NASA’s Cassini spacecraft has found a material on Saturn’s moon, Titan, that can be used to make plastic, the space agency said on Monday, adding that it was the definitive detection of such an element on any moon or planet, other than Earth.

According to NASA, Cassini detected a small amount of propylene, a chemical used to make food-storage containers, car bumpers and other consumer products, in Titan’s lower atmosphere. To make the discovery, Cassini used its Composite Infrared Spectrometer, or CIRS, which measures the infrared light, or heat radiation, emitted from Saturn and its moons.
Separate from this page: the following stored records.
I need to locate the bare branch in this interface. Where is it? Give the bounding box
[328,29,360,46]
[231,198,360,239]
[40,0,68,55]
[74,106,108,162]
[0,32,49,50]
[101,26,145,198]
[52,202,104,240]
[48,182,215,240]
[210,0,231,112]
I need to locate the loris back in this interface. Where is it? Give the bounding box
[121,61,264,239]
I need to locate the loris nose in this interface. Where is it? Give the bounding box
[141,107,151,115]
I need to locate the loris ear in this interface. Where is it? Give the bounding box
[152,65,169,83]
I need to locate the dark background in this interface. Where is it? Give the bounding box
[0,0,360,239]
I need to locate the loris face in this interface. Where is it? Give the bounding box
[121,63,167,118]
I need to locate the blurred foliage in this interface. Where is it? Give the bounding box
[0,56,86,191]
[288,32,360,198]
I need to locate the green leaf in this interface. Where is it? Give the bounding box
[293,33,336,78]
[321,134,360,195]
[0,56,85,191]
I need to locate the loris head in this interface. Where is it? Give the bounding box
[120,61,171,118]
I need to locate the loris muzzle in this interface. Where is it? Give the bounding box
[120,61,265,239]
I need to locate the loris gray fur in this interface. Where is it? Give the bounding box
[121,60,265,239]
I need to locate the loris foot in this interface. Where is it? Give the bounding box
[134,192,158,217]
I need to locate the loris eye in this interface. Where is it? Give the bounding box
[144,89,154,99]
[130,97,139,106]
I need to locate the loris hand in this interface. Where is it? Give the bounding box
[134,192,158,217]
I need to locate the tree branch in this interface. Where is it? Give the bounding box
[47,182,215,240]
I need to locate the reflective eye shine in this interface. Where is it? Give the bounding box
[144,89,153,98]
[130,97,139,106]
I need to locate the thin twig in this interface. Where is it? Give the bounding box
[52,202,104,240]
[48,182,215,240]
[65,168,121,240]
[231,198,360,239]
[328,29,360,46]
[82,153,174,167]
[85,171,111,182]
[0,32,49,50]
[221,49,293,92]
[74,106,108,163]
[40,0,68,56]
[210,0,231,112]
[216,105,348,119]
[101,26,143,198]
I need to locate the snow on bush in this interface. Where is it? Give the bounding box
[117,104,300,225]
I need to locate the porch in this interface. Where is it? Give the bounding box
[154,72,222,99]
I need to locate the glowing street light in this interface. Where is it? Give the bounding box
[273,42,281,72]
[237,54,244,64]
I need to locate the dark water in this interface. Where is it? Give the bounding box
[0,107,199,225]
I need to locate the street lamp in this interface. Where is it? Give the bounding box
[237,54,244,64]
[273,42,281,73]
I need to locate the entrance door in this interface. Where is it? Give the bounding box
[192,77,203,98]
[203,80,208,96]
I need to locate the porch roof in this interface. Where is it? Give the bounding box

“This measurement was very difficult to make because propylene's weak signature is crowded by related chemicals with much stronger signals,” Michael Flasar, Goddard scientist and principal investigator for CIRS, said in a statement. “This success boosts our confidence that we will find still more chemicals long hidden in Titan's atmosphere.”

Scientists said that propylene is the first molecule to be discovered on Titan using CIRS. According to researchers, they isolated the same signal at various altitudes within the lower atmosphere of Titan and identified propylene with a high degree of confidence.

“This chemical is all around us in everyday life, strung together in long chains to form a plastic called polypropylene,” said Conor Nixon, a planetary scientist at NASA and the lead author of a paper, published in the Sept. 30 edition of the Astrophysical Journal Letters. “That plastic container at the grocery store with the recycling code 5 on the bottom -- that's polypropylene.”

According to NASA, it was the Voyager 1 spacecraft that previously identified many of the gases in Titan's cloudy atmosphere as hydrocarbons -- the chemicals that primarily make up petroleum and other fossil fuels on Earth. And, as researchers continued to discover more chemicals in Titan's atmosphere, propylene was found as a result of more detailed analysis of the CIRS data.

Although Cassini's mass spectrometer, a device that looks at the composition of Titan's atmosphere, had hinted earlier that propylene might be present in the upper atmosphere, a positive identification had not been made.

"I am always excited when scientists discover a molecule that has never been observed before in an atmosphere," Scott Edgington, Cassini's deputy project scientist at NASA, said. “This new piece of the puzzle will provide an additional test of how well we understand the chemical zoo that makes up Titan's atmosphere.”